Drinking Water from Air: Local Company Finds Niche Selling Atmospheric Water Generators
Steve Engel was growing desperate. Earlier this summer, the Pacific Palisades homeowner feared that the recently enacted limit on outdoor watering to just two brief periods a week would effectively kill most of his flowering plants and fruit trees.
“I cannot run my hoses for much of the day, or else I face a financial penalty,” Engel said. “I also want to do the right thing and conserve water.”
Then Engel, a television writer and producer, heard from a friend about a company with a device that pulled water out of the air – water that could be used for outdoor irrigation, bypassing municipal tap water. It sounded almost too good to be true.
A Skywell water generator on the campus of Bunche Middle School In Compton.
Engel contacted the company, which turned out to be Santa Monica-based Skywell.
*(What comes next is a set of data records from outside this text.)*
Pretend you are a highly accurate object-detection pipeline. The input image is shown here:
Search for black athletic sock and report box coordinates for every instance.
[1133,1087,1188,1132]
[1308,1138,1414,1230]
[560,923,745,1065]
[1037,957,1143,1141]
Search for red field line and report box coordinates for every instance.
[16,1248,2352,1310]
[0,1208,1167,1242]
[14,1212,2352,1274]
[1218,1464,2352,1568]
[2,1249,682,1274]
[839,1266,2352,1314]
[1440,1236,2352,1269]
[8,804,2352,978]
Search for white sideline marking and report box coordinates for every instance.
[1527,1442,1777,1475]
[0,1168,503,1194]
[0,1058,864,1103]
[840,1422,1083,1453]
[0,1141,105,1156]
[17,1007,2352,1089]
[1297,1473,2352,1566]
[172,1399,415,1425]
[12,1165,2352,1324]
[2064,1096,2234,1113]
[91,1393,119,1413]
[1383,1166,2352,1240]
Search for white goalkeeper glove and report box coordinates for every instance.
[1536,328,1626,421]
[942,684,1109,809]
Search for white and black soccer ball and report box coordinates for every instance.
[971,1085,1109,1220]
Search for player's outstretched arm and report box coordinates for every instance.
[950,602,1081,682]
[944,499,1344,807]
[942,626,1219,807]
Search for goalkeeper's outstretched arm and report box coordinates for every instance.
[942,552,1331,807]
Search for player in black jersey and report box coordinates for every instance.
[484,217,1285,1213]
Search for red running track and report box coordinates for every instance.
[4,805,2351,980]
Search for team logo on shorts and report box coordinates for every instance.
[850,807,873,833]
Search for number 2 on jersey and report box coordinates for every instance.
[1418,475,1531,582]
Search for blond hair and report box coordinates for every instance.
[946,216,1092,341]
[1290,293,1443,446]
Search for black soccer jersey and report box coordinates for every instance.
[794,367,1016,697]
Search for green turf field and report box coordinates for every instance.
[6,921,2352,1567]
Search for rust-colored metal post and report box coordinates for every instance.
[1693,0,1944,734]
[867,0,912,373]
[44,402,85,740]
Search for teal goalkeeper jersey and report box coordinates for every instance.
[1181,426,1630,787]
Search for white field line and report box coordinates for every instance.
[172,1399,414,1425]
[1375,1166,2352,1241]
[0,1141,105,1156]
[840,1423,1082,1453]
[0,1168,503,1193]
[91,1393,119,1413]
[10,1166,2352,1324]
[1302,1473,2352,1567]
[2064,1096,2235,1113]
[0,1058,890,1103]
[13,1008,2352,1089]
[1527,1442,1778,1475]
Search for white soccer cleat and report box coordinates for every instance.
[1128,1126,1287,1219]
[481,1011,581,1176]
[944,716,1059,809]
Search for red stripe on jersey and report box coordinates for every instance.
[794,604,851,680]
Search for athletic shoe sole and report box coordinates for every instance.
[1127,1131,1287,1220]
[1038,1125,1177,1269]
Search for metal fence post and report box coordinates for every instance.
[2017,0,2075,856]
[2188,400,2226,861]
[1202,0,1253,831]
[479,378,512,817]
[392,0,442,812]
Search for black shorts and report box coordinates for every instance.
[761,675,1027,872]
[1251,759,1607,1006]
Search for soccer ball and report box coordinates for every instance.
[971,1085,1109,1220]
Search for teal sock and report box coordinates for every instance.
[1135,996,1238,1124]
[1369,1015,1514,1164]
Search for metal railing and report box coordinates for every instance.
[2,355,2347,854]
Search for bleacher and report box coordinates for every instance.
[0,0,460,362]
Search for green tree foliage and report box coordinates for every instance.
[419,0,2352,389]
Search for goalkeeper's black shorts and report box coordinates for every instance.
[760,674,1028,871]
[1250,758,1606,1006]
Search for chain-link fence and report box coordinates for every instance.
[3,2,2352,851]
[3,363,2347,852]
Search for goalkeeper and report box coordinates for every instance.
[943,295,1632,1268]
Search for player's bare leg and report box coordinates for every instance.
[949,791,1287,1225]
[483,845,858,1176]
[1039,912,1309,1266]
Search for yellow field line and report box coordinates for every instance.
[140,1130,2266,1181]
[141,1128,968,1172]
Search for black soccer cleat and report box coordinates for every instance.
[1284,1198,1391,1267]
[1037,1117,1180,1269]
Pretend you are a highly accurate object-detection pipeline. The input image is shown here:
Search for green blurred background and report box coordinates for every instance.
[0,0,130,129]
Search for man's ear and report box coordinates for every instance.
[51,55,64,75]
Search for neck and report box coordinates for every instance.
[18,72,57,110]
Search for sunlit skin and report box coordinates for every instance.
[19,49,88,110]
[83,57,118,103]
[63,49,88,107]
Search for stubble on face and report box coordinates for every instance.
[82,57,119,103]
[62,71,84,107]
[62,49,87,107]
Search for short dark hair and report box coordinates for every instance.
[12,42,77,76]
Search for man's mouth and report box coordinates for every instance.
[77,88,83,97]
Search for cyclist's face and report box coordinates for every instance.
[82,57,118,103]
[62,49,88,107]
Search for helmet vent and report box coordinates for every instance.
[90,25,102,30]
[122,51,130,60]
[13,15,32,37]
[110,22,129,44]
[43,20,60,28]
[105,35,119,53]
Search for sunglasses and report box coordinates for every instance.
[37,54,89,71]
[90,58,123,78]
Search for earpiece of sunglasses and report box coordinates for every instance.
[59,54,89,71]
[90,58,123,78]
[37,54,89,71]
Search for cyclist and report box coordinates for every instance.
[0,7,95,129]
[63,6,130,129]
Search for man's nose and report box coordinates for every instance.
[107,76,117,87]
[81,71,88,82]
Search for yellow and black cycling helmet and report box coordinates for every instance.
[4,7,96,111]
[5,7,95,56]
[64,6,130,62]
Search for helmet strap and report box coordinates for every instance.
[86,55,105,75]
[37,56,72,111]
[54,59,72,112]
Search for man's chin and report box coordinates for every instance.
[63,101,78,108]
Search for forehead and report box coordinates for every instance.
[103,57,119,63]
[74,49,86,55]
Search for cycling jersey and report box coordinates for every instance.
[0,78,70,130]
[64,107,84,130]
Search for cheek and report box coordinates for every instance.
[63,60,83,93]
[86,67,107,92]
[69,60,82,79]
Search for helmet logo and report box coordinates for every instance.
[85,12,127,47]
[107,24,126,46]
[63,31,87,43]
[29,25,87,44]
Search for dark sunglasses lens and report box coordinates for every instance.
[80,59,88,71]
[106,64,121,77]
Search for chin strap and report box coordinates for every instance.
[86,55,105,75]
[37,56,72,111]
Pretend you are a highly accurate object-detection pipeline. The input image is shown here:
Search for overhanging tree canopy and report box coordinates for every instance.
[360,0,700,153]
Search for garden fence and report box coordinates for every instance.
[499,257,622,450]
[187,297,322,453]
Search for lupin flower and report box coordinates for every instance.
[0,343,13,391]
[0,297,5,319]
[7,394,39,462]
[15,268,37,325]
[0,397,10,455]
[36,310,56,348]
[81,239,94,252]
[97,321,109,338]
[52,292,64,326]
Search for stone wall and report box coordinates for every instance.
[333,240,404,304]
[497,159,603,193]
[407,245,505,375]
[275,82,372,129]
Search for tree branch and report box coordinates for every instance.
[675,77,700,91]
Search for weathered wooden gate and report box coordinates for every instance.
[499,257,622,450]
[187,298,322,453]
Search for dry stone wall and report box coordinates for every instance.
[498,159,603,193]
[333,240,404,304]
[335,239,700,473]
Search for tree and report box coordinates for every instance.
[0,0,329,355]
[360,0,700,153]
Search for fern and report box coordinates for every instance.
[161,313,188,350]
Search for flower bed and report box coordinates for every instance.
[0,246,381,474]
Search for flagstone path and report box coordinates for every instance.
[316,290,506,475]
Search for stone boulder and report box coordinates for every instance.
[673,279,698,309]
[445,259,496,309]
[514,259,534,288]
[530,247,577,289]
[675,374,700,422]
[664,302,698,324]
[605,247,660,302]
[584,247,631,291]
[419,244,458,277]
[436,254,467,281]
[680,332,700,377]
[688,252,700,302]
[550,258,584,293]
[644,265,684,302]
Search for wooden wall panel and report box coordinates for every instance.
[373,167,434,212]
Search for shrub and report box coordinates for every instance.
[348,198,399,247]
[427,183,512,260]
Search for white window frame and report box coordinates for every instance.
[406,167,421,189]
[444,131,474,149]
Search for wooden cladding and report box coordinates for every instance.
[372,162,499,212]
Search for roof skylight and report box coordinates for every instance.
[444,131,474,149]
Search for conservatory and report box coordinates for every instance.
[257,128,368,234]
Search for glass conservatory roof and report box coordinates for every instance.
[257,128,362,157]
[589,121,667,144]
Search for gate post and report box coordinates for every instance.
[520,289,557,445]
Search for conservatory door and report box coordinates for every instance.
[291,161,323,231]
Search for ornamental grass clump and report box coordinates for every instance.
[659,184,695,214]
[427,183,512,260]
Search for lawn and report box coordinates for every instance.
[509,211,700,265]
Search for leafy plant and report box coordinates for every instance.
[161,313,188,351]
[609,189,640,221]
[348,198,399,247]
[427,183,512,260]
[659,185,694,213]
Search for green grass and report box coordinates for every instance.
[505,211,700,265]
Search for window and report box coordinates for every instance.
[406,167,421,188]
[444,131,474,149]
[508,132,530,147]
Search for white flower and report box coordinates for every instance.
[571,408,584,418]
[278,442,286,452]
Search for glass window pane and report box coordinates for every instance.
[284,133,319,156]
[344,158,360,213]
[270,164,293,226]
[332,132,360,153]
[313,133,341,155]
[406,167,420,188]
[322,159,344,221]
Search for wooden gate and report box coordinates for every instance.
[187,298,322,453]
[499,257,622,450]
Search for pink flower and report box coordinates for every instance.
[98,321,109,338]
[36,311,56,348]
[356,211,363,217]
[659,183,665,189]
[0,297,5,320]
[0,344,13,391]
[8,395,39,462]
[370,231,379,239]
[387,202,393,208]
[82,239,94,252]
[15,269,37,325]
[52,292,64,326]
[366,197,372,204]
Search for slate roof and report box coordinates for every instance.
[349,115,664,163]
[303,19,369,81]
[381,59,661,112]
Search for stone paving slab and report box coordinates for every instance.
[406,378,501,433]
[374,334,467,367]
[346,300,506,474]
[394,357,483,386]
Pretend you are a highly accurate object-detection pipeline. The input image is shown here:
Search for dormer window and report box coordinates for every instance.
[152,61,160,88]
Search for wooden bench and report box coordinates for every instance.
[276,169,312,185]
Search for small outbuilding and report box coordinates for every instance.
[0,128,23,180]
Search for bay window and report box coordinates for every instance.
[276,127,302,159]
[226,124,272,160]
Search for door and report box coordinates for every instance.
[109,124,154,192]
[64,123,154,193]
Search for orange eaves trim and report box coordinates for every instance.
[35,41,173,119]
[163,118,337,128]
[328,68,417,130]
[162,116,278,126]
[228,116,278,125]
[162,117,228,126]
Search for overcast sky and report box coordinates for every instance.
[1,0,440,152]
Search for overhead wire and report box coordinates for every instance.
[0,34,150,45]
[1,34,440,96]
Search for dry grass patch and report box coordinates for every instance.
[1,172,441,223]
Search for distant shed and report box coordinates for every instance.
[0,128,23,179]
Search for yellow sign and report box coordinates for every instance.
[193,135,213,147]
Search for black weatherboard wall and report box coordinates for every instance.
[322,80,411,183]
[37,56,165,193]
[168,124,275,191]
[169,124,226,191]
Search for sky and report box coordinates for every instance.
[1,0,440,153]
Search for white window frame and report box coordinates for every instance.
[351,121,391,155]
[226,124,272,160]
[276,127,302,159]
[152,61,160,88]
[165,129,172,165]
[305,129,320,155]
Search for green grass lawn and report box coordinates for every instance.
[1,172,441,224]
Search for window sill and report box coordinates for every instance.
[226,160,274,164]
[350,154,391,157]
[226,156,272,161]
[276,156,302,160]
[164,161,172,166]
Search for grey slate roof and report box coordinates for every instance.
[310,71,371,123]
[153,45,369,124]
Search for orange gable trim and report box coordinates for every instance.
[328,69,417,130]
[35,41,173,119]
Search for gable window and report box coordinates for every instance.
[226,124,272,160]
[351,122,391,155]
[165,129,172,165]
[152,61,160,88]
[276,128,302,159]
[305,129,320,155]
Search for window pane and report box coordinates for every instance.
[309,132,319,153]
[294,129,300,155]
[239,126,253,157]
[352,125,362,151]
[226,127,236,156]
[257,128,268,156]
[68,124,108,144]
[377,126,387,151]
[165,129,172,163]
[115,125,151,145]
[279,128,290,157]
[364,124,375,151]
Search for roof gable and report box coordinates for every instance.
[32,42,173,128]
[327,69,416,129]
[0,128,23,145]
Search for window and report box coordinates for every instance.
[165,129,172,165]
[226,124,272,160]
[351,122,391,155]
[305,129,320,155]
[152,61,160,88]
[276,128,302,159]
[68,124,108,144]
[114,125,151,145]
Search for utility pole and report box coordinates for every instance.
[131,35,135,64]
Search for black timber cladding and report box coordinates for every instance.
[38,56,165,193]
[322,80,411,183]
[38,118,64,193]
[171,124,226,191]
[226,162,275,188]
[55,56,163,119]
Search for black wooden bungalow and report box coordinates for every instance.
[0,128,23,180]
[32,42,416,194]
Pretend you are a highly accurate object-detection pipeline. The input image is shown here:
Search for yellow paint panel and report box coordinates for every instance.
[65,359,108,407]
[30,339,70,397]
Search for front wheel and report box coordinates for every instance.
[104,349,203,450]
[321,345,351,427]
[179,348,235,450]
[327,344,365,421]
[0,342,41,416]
He ultimately ordered a pair of the company’s atmospheric water generators – and a 100-gallon storage water tank to go along with them. Total up-front cost: about $5,000.
And not a moment too soon. Less than two weeks after Skywell’s water system was installed at Engel’s home, Southern California entered a 10-day heat wave. Unlike many of his neighbors, Engel was able to draw water from his Skywell system and the storage tank to save his plants and trees.
“It was a godsend,” he said. For Skywell, this summer’s sizzling temperatures has sparked increased interest in its machines that extract water out of the air.
“We’re getting calls now from concerned homeowners who can only water once or twice a week: neither limit keeps their lawns and plants from dying,” said Ron Dorfman, Skywell’s founder and chief executive. “We can offer them their own private water reserve.”